Krystal Evans: The Hottest Girl at Burn Camp – Monkey Barrel @ Hive ★★★★☆

Listen to Krystal Evans’s life story and it’s hard to imagine how the US comic could turn this into a comedy routine. Evans grew up in a little town called Sequim in Washington State. She was “straight-up poor”; her mother was mentally unwell. Then, when Evans was 14 years old, her house burnt down. Though covered in burns, she survived. Her sister did not.

It’s one hell of a tale to tell. And, speaking with her signature dry delivery (or “resting sarcastic voice”, as she calls it), Evans somehow finds a conduit to laughs in her “really f***ed-up childhood” – yes, her mother drove drunk, but she was really good at it! Comedy is found at every turn, even in the blaze. We’re shown the local newspaper cover declaring the death of her sister – a genuinely sombre moment until Evans focuses on the coupons sequestered on the next page.
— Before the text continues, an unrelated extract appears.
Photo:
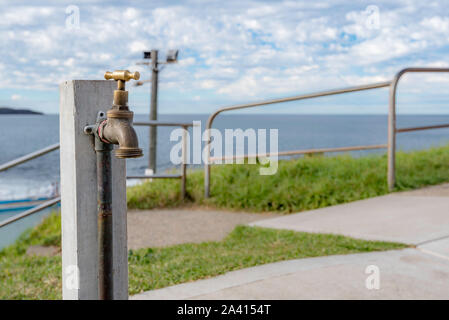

That’s not to say that Evans downplays the severity of what happened, or the complexity of her feelings about it. You’d understand Evans for telling her story with a simple survivor narrative, but she isn’t afraid to explore the dark stuff. When she wonders aloud whether her narcissistic mother could have started the fire deliberately, the audience holds its breath. It sums up Evans’s Fringe debut: self-assured, potent, shocking.

Strategic Love Play – Roundabout @ Summerhall ★★★☆☆

A man walks into a bar. From this classic set-up, Succession writer Miriam Battye spins an intriguing story of love, hate, and crisp packet origami. The man in question (Archie Backhouse) is here for a first date with a woman he’s met on a dating app (Letty Thomas). In this two-hander, both leads go unnamed for the majority of the show; after all, as they point out, loads of people use fake names on the apps anyway.

Familiar though the set-up is, Battye’s resulting play is anything but. But rather than soften as the two fall desperately in love, the friction continues. They don’t get on, and they rub each other up the wrong way. Insults, sometimes disguised as backhanded compliments, sometimes thrown out without consideration, float in the air. Then she makes an unexpected suggestion: Who cares? We don’t have to like each other, just be together. What’s out there is much worse, no?

The cat-and-mouse game played between the pair is reflected back on the audience. Neither character is likeable – she’s overbearing and intense, he has a superiority complex. Yet despite this, the actors make you root for them, both individually and as a messed-up love match. That it’s performed in the round, however, means facial expressions are missed, and vital nuance and subtext get lost.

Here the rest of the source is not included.